A Despot In Disguise: One Man’s Successful Mission To Rip Up American Democracy By The Roots

Untold Story: This is where the Koch brothers and the plan to destroy American government began.

(Editor’s Note: I am reading this book and cannot recommend it highly enough. It is far more readable than the topic might suggest and ESSENTIAL information to understand the true extent of the threat from the Trump republican party. – Mark L. Taylor)

By George Monbiot
The Guardian (7/19/17)

It’s the missing chapter: a key to understanding the politics of the past half century. To read Nancy MacLean’s new book, Democracy in Chains: The Deep History of the Radical Right’s Stealth Plan for America, is to see what was previously invisible.

The history professor’s work on the subject began by accident. In 2013 she stumbled across a deserted clapboard house on the campus of George Mason University in Virginia.

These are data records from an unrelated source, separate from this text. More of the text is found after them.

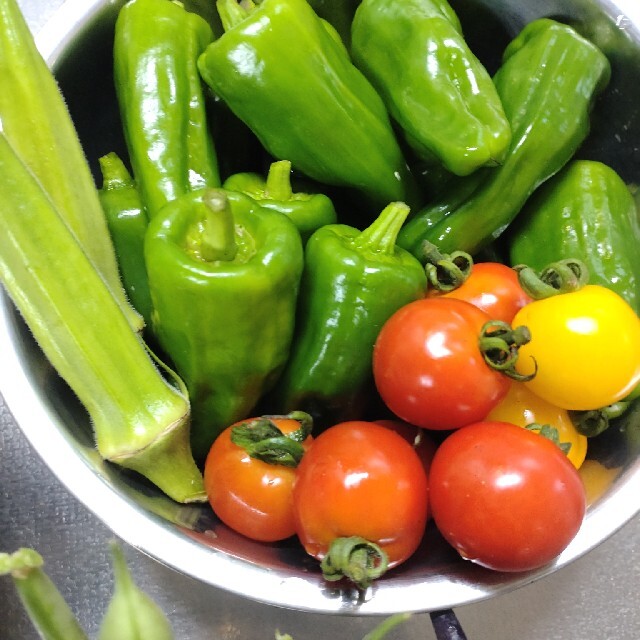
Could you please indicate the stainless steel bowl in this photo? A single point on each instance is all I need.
(77, 44)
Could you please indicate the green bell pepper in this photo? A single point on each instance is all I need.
(161, 99)
(313, 108)
(414, 53)
(224, 275)
(585, 212)
(308, 211)
(353, 281)
(548, 82)
(127, 222)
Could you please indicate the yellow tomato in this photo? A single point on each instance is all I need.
(586, 346)
(597, 479)
(522, 407)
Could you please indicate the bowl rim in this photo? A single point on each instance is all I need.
(48, 437)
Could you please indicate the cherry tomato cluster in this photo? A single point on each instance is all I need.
(502, 484)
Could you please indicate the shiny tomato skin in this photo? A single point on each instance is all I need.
(523, 407)
(428, 367)
(504, 497)
(361, 479)
(492, 287)
(250, 496)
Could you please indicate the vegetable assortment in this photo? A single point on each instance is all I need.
(441, 386)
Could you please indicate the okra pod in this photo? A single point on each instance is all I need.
(35, 119)
(140, 420)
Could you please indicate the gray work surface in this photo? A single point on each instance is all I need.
(595, 598)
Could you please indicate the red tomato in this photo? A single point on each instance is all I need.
(250, 496)
(417, 437)
(492, 287)
(504, 497)
(361, 479)
(428, 367)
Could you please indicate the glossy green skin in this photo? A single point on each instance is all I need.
(308, 211)
(585, 212)
(161, 100)
(127, 222)
(547, 83)
(443, 98)
(313, 108)
(347, 294)
(227, 326)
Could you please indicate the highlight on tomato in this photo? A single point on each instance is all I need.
(431, 369)
(524, 408)
(584, 348)
(505, 497)
(250, 471)
(360, 501)
(493, 287)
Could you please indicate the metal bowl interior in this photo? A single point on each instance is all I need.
(77, 44)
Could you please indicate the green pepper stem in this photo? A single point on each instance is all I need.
(232, 12)
(356, 559)
(215, 235)
(48, 611)
(279, 181)
(499, 344)
(382, 234)
(593, 423)
(114, 173)
(262, 439)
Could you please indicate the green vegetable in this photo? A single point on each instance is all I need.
(131, 614)
(547, 83)
(139, 420)
(35, 120)
(585, 212)
(44, 604)
(353, 281)
(127, 223)
(313, 108)
(161, 99)
(444, 100)
(338, 13)
(224, 275)
(308, 211)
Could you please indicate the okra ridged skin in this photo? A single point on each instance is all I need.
(548, 82)
(440, 94)
(161, 99)
(140, 421)
(36, 121)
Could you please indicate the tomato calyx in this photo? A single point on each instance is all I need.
(445, 272)
(499, 344)
(563, 276)
(593, 423)
(356, 559)
(262, 439)
(550, 433)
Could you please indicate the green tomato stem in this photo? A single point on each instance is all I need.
(262, 439)
(559, 277)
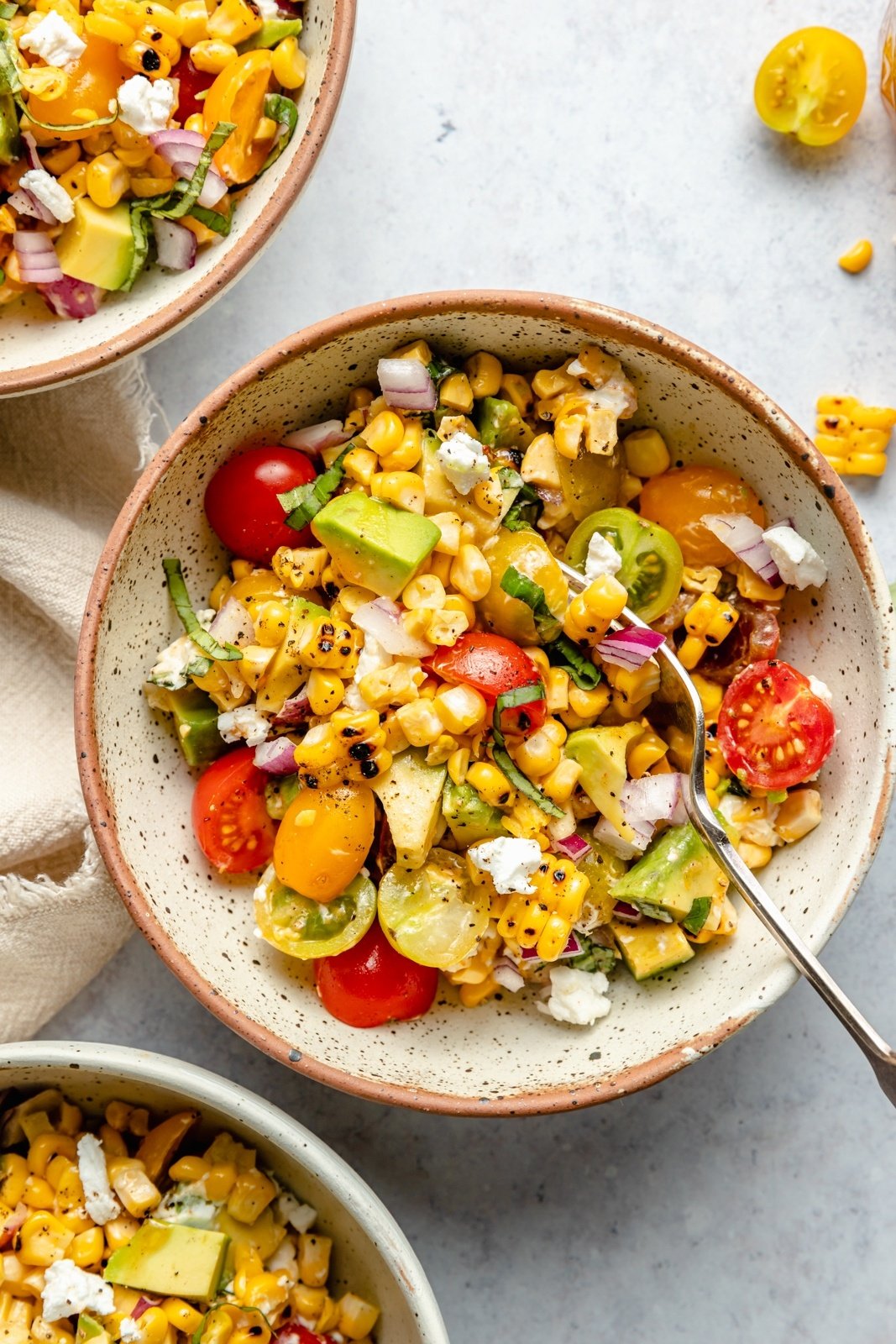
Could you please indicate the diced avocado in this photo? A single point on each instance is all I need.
(602, 756)
(676, 879)
(97, 245)
(468, 816)
(271, 33)
(196, 722)
(9, 141)
(501, 425)
(375, 543)
(649, 948)
(411, 797)
(170, 1260)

It was stuffed with the unsorted archives of a man who had died that year whose name is probably unfamiliar to you: James McGill Buchanan. She says the first thing she picked up was a stack of confidential letters concerning millions of dollars transferred to the university by the billionaire Charles Koch.

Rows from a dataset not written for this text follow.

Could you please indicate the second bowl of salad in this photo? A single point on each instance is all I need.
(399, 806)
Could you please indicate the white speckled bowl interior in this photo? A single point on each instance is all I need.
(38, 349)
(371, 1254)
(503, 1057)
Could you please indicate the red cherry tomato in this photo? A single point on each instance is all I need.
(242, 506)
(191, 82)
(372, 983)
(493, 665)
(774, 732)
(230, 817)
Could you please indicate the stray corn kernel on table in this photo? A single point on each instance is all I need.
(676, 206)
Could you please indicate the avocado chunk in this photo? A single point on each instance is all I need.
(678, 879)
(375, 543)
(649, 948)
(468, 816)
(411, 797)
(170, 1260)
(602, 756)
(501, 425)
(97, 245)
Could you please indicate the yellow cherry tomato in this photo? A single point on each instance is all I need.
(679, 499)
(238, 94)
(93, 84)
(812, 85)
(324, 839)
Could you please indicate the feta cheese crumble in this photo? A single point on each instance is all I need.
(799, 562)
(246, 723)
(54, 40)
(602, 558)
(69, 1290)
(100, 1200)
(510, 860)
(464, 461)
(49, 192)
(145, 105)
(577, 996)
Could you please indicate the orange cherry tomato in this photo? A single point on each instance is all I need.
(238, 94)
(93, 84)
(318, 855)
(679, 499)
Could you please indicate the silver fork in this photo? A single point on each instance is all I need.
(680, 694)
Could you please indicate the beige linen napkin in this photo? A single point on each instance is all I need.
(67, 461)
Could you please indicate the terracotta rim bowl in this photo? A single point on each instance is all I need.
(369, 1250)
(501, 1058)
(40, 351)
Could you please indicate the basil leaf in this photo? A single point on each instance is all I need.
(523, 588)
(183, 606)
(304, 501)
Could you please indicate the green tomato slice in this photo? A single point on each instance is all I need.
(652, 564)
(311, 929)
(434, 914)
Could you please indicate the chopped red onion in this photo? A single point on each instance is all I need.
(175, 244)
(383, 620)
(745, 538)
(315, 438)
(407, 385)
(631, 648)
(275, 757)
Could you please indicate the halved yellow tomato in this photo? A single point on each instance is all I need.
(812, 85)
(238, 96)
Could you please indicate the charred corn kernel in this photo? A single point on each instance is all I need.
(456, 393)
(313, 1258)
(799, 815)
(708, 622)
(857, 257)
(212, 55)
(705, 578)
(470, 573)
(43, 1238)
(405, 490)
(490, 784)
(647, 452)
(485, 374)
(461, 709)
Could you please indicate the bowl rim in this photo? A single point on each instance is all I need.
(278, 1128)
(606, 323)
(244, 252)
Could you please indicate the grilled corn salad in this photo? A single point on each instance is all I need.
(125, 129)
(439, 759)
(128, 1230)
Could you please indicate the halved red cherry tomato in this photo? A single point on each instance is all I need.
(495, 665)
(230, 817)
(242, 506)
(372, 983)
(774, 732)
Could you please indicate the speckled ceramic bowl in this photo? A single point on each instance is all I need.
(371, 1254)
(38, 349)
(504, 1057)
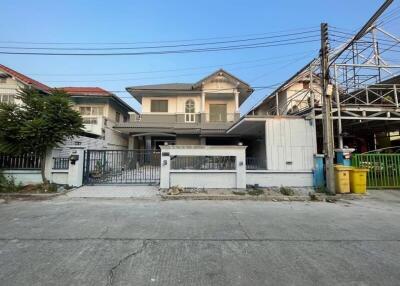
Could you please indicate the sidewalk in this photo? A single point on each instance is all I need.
(129, 191)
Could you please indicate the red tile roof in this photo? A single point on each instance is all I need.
(85, 91)
(25, 79)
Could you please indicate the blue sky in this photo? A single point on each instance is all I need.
(141, 21)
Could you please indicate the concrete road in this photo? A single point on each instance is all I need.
(69, 241)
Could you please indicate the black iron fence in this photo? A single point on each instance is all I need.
(203, 163)
(253, 163)
(61, 163)
(25, 161)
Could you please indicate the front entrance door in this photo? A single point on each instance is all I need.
(218, 113)
(122, 167)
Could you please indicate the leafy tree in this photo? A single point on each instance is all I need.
(40, 123)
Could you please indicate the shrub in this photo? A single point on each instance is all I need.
(8, 184)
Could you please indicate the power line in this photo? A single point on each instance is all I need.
(153, 42)
(171, 46)
(172, 70)
(226, 48)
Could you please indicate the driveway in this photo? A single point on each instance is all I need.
(68, 241)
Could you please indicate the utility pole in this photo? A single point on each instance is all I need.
(326, 111)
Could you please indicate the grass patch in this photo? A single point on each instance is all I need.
(255, 192)
(286, 191)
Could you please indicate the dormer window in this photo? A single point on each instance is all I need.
(190, 110)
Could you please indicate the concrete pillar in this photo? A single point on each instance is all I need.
(241, 169)
(132, 142)
(165, 168)
(203, 102)
(236, 93)
(75, 171)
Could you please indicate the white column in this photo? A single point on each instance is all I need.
(75, 171)
(203, 102)
(165, 168)
(241, 169)
(236, 93)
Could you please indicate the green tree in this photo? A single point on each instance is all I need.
(40, 123)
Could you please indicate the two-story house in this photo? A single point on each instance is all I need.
(186, 113)
(11, 81)
(101, 110)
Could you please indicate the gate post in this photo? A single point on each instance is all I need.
(165, 169)
(75, 169)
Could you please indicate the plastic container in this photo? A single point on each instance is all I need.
(358, 180)
(342, 178)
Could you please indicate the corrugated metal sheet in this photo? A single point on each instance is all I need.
(290, 144)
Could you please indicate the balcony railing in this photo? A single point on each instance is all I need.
(220, 117)
(253, 163)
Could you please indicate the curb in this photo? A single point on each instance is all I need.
(318, 198)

Her discoveries in that house of horrors reveal how Buchanan, in collaboration with business tycoons and the institutes they founded, developed a hidden programme for suppressing democracy on behalf of the very rich. The programme is now reshaping politics, and not just in the US.

Buchanan was strongly influenced by both the neoliberalism of Friedrich Hayek and Ludwig von Mises, and the property supremacism of John C Calhoun, who argued in the first half of the 19th century that freedom consists of the absolute right to use your property (including your slaves) however you may wish; any institution that impinges on this right is an agent of oppression, exploiting men of property on behalf of the undeserving masses.

Charles Koch, currently the seventh richest man in the US, decided that Buchanan held the key to the transformation he sought. Koch saw even such ideologues as Milton Friedman and Alan Greenspan as “sellouts”, as they sought to improve the efficiency of government rather than destroy it altogether. But Buchanan took it all the way.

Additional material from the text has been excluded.